Review
Joe Abercrombie est un auteur qui sait me mettre mal à l'aise, mais d'une manière chaque fois différente.
Dans ce roman, le cercle du monde (déja vu dans sa première trilogie La première loi) commence à connaître les prémices de la révolution industrielle. Ca n'empêche pas bien sûr qu'aient lieu des guerres contre des ennemis moins industrieux. Et là-dedans, on retrouve comme d'habitude une galerie de personnages parfois héroïques, parfois parfaitement ignobles, mais toujours incroyablement vivants. Et cette fois-ci, on trouve dans les rôles principaux un prince héritier qui se sent indigne de sa place, la fille de l'insigne lecteur des premiers tomes qui est une féroce investisseuse, un guerrier combattant les nordiques, et une sorcière nordique subissant des visions. Ils vont bien sûr se croiser, voire même se rapprocher ... fortement.
Quand je lis des romans de cet auteur, je suis à chaque fois épaté par son talent, mais aussi gêné par sa capacité à passer son temps dans les bas-fonds de l'humanité.
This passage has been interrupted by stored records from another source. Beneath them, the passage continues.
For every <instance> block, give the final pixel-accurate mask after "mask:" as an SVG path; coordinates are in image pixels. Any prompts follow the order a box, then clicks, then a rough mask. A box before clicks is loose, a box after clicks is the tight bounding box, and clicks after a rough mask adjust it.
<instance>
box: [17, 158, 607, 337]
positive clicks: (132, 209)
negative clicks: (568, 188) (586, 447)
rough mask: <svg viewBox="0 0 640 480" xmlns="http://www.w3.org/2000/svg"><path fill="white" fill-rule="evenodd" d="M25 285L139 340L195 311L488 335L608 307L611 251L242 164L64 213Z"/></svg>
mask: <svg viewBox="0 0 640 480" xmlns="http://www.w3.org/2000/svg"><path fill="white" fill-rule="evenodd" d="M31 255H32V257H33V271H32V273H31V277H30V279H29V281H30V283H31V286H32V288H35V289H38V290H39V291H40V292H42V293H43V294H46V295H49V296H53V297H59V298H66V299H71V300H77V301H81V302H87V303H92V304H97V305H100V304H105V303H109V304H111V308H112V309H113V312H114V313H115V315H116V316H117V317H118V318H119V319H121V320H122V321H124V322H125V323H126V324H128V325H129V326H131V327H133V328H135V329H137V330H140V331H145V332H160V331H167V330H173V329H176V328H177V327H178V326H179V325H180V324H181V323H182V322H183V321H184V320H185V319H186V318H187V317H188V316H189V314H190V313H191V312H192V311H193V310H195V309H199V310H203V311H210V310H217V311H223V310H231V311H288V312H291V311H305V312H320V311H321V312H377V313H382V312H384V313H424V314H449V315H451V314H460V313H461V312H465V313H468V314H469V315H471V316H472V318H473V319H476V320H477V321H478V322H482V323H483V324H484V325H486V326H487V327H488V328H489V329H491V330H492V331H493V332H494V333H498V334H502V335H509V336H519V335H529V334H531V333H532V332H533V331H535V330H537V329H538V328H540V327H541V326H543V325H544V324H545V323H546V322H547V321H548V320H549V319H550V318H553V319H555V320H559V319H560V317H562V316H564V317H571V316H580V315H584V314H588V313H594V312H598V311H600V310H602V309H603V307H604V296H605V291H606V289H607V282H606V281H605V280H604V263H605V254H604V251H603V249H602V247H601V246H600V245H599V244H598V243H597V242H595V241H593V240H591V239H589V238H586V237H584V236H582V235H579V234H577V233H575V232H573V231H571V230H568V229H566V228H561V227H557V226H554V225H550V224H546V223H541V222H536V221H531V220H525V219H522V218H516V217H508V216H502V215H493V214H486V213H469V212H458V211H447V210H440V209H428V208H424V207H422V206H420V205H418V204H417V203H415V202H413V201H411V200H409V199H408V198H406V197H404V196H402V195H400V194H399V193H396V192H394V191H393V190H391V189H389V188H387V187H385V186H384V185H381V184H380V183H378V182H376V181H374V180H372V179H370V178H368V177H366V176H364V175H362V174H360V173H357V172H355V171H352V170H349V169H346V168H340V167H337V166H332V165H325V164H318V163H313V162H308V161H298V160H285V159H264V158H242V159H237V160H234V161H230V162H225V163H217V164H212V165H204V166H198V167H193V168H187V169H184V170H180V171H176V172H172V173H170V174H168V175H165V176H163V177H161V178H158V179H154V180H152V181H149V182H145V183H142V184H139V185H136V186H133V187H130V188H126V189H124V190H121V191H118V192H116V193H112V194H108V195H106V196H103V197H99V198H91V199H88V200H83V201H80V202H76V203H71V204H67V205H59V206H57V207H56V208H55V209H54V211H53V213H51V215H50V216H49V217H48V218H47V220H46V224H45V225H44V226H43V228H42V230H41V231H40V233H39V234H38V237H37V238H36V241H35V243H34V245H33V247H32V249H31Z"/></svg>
En effet, la plupart de ses personnages n'exposent que peu de qualités humaines : pas de héros courageux, généralement (bon, cette fois-ci, il y en a un, qui est toutefois un peu geignard), pas de volonté de changer le monde, juste la volonté, terrifiante, animale, de survivre. Et je crois que c'est la plus grande caractéristique de cet auteur : parler de l'animal humain dans tout ce qu'il a d'ignoble. La palme de l'ignoble revenant cette fois-ci à la description factuelle, qui pourrait même être encore réaliste de nos jours, d'une usine. Quelque part, la suite du roman, qui contient tout de même une révolte, et une bataille, n'arrive pas pour moi à égaler l'horreur que j'ai ressenti dans ce passage.
Heureusement, l'auteur arrive à faire passer la pilule par ses personnages, mais aussi par une écriture sacrément vive. On passe donc rapidement d'une situation horrible à une situation ignoble, mais tolérable. Par ailleurs, comme dans chacun de ses romans, ou presque, il y a une espèce de trajectoire croisée entre les différents personnages. C'est intéressant, voire même parfois assez drôle.
Oui, parce qu'évidement, l'auteur a le sens de la formule (en particulier avec le personnage particulièrement gerbant de Quatre-Feuilles, tourne casaque de compétition, lâche de qualité olympique, philosophe à ses heures) et arrive grâce à ça à faire passer quelques piques assez savoureuses.
Bref, une lecture tout-à-fait recommandable, si vous n'avez pas peur de vous enfoncer dans la fange de l'immoralité.